4 Health Insurance Blunders To AvoidTuesday, October 18th, 2011 by admin
To have the best life, it's essential to plan. Sometimes a plan for the future has to be developed; sometimes one for the present; and occasionally, a plan for both. Health insurance coverage is one area where a plan for the present and future is needed. At best, this is difficult. At worst, mistakes happen and one of several health insurance blunders is made with possibly serious consequences. Here are four common health insurance blunders to avoid:
Going Without Health Insurance
When you are healthy and young, it's easy to become convinced that the financial sacrifice necessary to budget for health insurance coverage is not the best use of your funds. However, needing access to medical facilities is only an accident or illness away. Young adults are more prone to risky behaviors such as speeding or substance abuse and, of course, health conditions requiring expensive, extensive treatment know no age boundaries. Not having coverage is the costliest blunder.

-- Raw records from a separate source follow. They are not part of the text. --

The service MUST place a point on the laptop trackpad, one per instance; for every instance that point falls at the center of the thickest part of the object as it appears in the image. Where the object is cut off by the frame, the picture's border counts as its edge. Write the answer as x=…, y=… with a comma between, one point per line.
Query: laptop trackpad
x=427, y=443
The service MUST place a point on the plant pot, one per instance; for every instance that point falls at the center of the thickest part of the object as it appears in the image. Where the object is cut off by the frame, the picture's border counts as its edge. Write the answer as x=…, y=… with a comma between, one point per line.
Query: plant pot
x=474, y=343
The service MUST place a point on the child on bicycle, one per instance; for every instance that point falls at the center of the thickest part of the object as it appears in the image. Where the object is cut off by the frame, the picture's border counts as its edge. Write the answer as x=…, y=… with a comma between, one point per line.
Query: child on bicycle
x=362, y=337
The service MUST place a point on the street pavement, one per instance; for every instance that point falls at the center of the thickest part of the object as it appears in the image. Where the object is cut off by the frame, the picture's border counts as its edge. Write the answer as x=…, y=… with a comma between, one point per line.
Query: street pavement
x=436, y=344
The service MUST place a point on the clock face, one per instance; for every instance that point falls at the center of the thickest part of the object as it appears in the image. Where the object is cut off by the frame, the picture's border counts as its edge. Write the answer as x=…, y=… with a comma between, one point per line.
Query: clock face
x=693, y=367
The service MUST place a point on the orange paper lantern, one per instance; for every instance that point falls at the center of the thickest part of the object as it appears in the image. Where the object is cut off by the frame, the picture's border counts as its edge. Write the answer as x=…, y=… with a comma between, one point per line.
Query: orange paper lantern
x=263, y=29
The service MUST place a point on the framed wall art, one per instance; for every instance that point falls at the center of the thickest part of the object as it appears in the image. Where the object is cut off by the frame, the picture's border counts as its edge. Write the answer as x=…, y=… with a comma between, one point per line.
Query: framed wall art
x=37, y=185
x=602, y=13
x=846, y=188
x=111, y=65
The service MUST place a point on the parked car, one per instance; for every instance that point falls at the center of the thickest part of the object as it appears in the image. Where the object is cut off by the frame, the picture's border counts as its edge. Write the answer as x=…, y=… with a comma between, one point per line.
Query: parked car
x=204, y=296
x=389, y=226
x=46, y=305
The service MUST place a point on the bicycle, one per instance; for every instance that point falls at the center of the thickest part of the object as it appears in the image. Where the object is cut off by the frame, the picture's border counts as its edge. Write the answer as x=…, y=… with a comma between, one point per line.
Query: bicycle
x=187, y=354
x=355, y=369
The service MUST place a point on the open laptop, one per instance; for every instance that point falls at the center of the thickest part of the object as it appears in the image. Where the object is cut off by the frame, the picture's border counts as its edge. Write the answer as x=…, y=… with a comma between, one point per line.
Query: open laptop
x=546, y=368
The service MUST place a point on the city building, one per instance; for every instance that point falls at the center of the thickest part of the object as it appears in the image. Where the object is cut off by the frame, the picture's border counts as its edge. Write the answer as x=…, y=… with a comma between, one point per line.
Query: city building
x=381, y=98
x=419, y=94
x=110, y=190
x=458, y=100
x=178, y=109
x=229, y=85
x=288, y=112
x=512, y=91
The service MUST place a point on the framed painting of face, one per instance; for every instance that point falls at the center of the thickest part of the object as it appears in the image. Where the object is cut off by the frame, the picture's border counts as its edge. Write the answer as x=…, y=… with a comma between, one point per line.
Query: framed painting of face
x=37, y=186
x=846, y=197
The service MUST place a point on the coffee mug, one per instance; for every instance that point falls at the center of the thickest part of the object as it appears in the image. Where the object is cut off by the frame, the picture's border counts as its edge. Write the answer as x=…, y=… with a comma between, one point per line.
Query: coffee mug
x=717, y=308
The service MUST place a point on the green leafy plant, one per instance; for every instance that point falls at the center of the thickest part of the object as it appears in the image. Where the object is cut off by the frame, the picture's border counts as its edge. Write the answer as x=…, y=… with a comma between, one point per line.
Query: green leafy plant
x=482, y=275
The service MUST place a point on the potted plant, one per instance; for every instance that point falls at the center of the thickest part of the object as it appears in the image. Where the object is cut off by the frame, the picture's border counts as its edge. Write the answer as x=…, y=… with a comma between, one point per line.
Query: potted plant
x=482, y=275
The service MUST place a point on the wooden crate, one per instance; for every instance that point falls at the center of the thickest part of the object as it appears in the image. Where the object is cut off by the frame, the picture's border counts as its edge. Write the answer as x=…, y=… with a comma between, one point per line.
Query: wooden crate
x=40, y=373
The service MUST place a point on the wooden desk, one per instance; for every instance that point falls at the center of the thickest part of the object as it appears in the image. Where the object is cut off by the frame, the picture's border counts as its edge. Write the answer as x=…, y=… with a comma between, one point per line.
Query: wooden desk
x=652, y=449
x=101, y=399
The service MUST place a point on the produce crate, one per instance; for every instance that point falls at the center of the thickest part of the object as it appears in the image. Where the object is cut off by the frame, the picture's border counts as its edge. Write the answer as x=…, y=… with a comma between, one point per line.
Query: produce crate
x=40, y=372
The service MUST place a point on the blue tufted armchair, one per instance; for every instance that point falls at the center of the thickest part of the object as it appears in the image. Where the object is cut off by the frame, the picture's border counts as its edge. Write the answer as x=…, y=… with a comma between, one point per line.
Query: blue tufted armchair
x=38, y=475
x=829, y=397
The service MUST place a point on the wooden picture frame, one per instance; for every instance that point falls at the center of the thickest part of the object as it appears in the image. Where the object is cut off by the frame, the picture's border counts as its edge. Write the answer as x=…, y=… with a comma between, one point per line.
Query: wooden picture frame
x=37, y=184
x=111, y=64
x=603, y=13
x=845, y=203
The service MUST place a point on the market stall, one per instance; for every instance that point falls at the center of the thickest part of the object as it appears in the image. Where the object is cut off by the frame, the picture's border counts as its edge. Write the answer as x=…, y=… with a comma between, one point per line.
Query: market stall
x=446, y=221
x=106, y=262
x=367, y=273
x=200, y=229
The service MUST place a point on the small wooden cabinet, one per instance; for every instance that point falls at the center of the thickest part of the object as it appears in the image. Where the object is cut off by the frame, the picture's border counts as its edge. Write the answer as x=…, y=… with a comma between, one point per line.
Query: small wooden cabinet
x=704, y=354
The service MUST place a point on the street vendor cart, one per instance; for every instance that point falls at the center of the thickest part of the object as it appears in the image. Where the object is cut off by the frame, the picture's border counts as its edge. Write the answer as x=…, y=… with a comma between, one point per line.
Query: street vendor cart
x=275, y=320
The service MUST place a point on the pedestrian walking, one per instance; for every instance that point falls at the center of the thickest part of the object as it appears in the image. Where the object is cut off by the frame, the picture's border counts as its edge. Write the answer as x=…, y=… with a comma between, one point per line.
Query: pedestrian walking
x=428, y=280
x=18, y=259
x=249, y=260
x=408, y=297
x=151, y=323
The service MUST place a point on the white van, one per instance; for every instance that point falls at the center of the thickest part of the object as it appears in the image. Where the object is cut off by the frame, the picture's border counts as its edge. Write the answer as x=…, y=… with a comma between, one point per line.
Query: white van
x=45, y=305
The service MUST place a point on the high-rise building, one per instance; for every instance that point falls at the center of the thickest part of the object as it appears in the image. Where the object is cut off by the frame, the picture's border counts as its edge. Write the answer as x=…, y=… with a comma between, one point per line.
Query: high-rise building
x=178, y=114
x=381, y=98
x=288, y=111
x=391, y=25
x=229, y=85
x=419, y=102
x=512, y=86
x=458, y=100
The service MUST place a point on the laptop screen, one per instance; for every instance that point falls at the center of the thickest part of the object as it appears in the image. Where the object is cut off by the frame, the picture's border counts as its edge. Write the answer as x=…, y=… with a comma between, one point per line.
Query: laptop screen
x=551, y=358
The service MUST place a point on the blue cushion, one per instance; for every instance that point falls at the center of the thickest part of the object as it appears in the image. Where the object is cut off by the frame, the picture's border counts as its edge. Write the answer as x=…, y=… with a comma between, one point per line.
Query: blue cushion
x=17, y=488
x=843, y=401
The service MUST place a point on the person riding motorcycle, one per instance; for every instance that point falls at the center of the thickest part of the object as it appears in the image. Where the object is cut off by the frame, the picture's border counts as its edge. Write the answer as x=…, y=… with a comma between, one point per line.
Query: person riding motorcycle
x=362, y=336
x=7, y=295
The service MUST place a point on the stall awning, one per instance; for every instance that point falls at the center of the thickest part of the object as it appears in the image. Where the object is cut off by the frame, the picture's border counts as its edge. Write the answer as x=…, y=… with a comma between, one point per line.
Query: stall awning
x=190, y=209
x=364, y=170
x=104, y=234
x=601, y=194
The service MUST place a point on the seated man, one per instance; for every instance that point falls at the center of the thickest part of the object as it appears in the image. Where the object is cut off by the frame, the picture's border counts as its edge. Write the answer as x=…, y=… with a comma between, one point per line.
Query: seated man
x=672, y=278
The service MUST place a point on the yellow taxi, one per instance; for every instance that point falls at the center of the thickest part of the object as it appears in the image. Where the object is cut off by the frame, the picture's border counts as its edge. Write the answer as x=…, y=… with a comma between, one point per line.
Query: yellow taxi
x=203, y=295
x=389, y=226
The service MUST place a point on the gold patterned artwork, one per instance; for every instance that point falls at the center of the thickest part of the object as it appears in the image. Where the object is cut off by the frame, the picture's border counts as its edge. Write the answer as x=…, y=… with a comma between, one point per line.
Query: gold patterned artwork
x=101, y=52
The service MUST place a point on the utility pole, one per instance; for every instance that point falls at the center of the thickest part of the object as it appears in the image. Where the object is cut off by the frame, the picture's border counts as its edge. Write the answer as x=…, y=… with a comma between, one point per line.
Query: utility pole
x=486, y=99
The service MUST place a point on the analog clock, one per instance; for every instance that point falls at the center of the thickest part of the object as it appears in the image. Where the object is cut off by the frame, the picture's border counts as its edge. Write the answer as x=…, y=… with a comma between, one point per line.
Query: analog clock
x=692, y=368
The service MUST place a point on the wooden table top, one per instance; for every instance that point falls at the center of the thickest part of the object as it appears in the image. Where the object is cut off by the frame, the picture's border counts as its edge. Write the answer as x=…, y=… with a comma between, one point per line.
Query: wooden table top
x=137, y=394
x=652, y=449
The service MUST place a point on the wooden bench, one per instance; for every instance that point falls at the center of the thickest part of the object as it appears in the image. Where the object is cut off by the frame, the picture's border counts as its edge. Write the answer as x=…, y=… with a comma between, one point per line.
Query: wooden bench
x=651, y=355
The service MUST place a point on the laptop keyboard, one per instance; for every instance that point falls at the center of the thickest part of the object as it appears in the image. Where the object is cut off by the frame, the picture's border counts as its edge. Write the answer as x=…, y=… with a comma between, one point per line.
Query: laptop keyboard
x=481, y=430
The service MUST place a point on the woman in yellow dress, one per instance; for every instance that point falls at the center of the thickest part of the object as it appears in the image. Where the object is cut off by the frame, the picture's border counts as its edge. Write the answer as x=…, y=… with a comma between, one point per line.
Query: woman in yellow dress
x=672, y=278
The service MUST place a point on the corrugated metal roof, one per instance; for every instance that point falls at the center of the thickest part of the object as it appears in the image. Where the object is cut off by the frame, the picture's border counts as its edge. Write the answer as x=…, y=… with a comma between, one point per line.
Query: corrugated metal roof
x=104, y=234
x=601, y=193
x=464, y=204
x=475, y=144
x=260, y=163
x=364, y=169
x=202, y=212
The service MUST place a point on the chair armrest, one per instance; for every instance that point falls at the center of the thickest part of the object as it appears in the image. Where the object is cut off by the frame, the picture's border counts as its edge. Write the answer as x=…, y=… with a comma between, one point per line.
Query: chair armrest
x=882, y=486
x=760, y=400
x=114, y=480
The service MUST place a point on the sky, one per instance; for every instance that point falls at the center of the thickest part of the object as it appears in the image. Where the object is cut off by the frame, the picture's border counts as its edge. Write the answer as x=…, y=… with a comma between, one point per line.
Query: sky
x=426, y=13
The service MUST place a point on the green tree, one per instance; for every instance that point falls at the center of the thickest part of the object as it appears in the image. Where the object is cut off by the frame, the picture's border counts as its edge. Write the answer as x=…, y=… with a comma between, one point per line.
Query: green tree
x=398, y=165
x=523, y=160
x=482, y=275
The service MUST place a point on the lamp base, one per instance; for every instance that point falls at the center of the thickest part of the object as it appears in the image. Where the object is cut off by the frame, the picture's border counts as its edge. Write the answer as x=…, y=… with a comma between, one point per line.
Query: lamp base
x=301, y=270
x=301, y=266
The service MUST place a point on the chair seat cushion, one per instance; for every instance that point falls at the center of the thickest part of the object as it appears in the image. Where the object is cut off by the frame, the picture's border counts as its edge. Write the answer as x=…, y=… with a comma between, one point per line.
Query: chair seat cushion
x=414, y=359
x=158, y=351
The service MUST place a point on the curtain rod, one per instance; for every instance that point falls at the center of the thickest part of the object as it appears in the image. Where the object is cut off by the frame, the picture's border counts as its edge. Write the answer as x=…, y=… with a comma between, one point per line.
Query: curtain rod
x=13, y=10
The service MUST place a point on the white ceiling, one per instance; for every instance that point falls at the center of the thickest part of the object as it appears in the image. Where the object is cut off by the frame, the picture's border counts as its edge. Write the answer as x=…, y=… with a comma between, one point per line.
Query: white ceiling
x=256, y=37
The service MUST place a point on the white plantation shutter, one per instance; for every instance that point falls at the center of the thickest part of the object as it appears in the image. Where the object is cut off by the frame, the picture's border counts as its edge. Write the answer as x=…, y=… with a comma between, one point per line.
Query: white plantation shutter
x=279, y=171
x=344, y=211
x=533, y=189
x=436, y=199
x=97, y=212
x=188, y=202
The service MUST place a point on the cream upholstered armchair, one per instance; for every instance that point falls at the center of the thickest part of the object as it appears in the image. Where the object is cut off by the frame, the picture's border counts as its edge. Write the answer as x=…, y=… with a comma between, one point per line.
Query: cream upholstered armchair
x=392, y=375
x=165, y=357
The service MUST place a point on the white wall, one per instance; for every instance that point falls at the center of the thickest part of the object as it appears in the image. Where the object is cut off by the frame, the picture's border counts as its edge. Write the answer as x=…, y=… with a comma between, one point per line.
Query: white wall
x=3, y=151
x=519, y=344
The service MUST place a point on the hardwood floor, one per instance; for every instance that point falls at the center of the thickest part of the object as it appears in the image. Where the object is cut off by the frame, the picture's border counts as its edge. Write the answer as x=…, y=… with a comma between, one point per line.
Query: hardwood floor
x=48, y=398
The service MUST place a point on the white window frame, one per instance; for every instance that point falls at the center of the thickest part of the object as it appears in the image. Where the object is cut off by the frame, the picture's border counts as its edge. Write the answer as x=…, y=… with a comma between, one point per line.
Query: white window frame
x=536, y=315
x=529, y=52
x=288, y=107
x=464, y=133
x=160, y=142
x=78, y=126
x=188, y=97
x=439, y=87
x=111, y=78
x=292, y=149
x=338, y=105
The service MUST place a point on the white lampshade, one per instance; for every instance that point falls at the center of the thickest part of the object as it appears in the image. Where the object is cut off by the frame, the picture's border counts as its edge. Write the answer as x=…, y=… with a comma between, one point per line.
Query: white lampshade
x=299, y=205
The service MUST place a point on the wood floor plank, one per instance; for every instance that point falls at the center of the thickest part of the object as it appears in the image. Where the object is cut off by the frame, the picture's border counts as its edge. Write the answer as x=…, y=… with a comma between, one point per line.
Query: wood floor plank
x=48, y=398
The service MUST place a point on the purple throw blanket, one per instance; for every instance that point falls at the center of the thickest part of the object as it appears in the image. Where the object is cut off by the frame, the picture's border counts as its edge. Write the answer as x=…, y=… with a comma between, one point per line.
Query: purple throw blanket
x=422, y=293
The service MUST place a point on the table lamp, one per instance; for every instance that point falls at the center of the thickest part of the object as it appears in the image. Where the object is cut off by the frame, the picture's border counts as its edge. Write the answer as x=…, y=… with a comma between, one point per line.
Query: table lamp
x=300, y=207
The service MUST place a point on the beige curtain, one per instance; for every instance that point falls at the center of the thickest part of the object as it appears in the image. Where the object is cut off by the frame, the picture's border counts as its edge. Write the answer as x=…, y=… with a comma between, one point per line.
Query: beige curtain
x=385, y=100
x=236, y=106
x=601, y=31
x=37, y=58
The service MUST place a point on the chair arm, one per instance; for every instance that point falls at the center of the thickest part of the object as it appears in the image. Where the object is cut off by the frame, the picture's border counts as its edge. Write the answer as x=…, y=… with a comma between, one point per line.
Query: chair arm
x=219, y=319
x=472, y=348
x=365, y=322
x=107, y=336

Skimping on Maximum Benefits Coverage
Even those who feel coverage is essential make mistakes in an effort to economize. Thinking they are getting the most for their money, the reverse may be true. Some policies look like good deals because they have low premiums and deductibles. Usually, however, that's accompanied by low maximum benefits to be paid. A cap of $50,000 or $100,000 per illness or accident can devastate a budget and leave a person with several thousands of dollars in uncovered out-of-pocket expenses. After the cap has been reached, the individual is 100 percent liable for the expenses that exceed it. One good way to lower premiums is with a high-deductible policy that has a coverage limit of $1 million or more.
Focusing on the Deductible
Low deductible plans sound great, but it's easy to end up overpaying for them. Plans with low deductibles are enticing; the issue is whether the difference in premiums is justified by the difference in benefits. For example, if Policy A has a $1000 annual deductible and costs $300 a month, its total yearly cost is between $3600 and $4600. If Policy B, however, has a $2500 deductible and costs $100 a month, its yearly cost is between $1200 and $3700. A policy holder possibly gains $2400 by purchasing Policy B.
Not Understanding the Terms
Simply reading the policy before buying coverage can avoid not having the coverage you thought you did. Know the benefits and exclusions. Is your doctor part of that plan? Are the medicines you take covered?
People who are alert to common coverage blunders can avoid them by doing comparison shopping on the Internet. Agents can also answer questions, explain policies and help with policy selection.